Peroxide Hoarding Reported in Nation's Capitol Following Trump Victory

Funny story written by Thalia

Thursday, 10 November 2016

The small supply room at Color Me Crazy, a Northwest Washington DC salon, is bursting to capacity. Yesterday it doubled as a break room for 4 stylists but today, bottles of peroxide and noxious gas fill the space. "We haven't ordered peroxide in at least 8 years. Last night I scrambled to find a supplier. I'm not sure this will even get us through Inauguration week in January" says owner Sally Johnson.

Demand for peroxide has skyrocketed since the 2:30 a.m. EST announcement that Donald J. Trump was elected as the next president of the United States. Thousands of Trump supporters, a majority of whom require peroxide to demonstrate allegiance to their political party, are expected to drive up demand during the famous Inaugural Ball week in January. As more administration officials are confirmed and families relocate to the DC area, demand is expected to steadily increase.

Ms. Johnson's mood darkened as she confessed that the uptick in business comes with a cost, "If the demand for peroxide continues I may have to lay off one stylist." Ms. Johnson explains that peroxide requires less labor and skill than modern coloring techniques. Additionally, peroxide clients are more likely to sue stylists for perceived damage to their moisture-starved follicles. "The increase in liability coverage is steep so I have to lay off Sheila, who just returned to work after having a baby two weeks ago. Her beauty school loans are due."

Across town at Salon Chaniqua, owner Chaniqua LeQwon also hopes to ride the peroxide wave, "Someone gotta dye all those damn bitches hair white. My cousin found a seafood distributor who will ship peroxide to us from China. They were in a hurry to offload supply." When asked whether repeated exposure to peroxide gives her pause for concern Ms. LeQwon conceded, "Well, we have to take risks - how else will we pay for insurance premiums?"

Not all DC salons have been quick to react to the spike in peroxide demand. Colton Fieri, owner of Colton's Coiffure in Adams Morgan, comments, "I can't find peroxide anywhere. People are hoarding. I'm not sure what we're going to do for all our clients headed to town? Maybe we'll just have to specialize in the after-peroxide market and monopolize styling products like helmet hair shellac." Mr. Fieri has contacted Callista Gingrich's team to discuss a potential licensing agreement.

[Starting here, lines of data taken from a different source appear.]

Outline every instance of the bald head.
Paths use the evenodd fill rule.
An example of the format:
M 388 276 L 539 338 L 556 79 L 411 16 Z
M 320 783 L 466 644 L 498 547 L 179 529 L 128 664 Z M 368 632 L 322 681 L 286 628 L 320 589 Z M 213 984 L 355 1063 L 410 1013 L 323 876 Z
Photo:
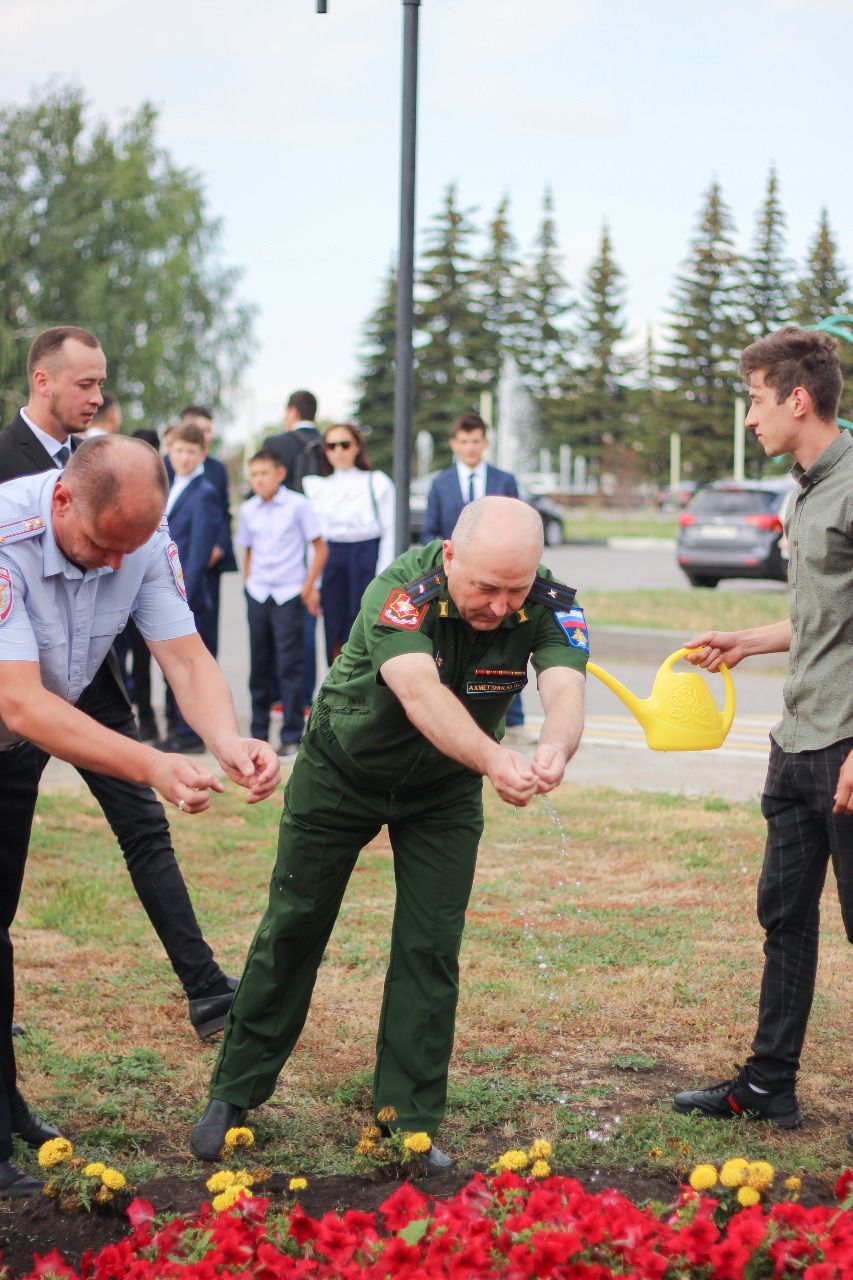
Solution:
M 453 603 L 469 626 L 490 631 L 522 607 L 542 555 L 542 521 L 518 498 L 469 502 L 444 544 Z
M 75 504 L 94 516 L 114 513 L 128 524 L 163 518 L 169 482 L 155 449 L 132 436 L 95 436 L 72 453 L 62 476 Z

Though Mr. Fieri struggles to identify new product suppliers, he has developed a solid plan to attract conservative clients accustomed to hiding their sexual orientation, "Right now I have a contractor installing privacy glass on our exterior street windows and we're installing a discreet alley entrance as well, wide enough to accommodate the stream of black Chevy SUVs from the Capitol."

The Better Business Bureau confirmed scattered reports of peroxide hoarding across the DC metropolitan area. However, when pressed for data and estimates on potential cash influx from wealthy closet homosexual conservatives, BBB staff deferred to Trump economic advisor John-John Jacob James Jay III, for comment, "We do not acknowledge the existence of homosexuality in America. DC business revenues will not be affected in any way by salacious reports promulgated by a few liberals clinging to America's coastlines."

DC stylists will not be left to manage this market shift alone. Salons in Cleveland, Ohio, site of the 2016 Republican convention, assembled a delegation to share lessons on managing the partisan peroxide demand. "We know what a shock it is to be overwhelmed with peroxide appointments and product demand. We were taken by surprise during the convention. No one could have predicted the sheer number of clients. When one sorority sister discovers you, word gets out quickly."

The Cleveland delegation arrived in DC this afternoon and was greeted by salon owners who located space for makeshift training studios in a number of Capitol area AME churches and synagogues recently listed for sale. Delegation spokesperson Apple Lee expressed, "We want our DC stylist brothers and sisters to know that they will survive. Enduring all that bleach is rough and it hurts. But hold your breathe, the fumes will eventually dissipate once people realize that color is what makes America great."

The funny story above is a satire or parody. It is entirely fictitious.